Here are some of Otellini's comments that suggest that Intel and its PC partners are aggressively going after the tablet market with newfangled Windows 8 devices. Most of these comments came in response to analysts' questions.

Radical transformation:

We are in the midst of a radical transformation of the computing experience with the blurring of form factors and adoption of new user interfaces. It's no longer necessary to choose between a PC and a tablet. Convertibles and detachables combined with Windows 8 and touch provide a 2-for-1, no-compromise computing experience."

'Haswell' then 'Broadwell' drive radical new designs:

In the first quarter we launch Haswell. The single largest generation-to-generation battery life improvement in Intel history...We have a line of sight into what our customers are designing around Haswell, which is this year's innovative Core [processor] product, and Broadwell, which is next year's. I've seen the prototypes of the industrial designs. They're really exciting products. Our customers have not had this level of performance in this kind of form factor before. 10-plus-inch [screen size] types of product are going to be more classic PC level of performance, enabled by these convertible, detachable form factors that will only get thinner when Haswell and Broadwell come on.

Competition from ARM:

We've looked at the [new] A15 [ARM chip]. We know our own silicon in terms of Bay Trail and Clover Trail+ and we're very comfortable we can maintain a performance lead here. These devices are simply becoming very small computers, and that's what Intel is exceptional at.
Note: Clover Trail+ is Intel's upgrade of the Clover Trail Atom chip used in currently shipping tablets. That comes later in the first half. Bay Trail is a complete redesign of the Atom processor, slated for late this year.

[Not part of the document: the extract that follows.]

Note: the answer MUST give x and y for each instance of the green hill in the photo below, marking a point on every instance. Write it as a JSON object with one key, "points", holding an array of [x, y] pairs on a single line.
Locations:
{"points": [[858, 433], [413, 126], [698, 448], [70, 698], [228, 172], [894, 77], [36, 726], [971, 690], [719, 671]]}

Foundry business: Would not enable a competitor:

We are very interested in being a selected foundry manufacturer for certain customers. We don't see ourselves as a general-purpose foundry or competing with general-purpose foundries. We would not take business that enables a competitor. We have a crawl-walk-run strategy. We're still in the crawl stage.

Note: A chip foundry is a contract manufacturer of chips for other companies. Taiwan Semiconductor Manufacturing Company (TSMC) today is considered the largest general-purpose foundry. There was a rumor today that Cisco was now an Intel foundry customer. Otellini did not comment on the rumor.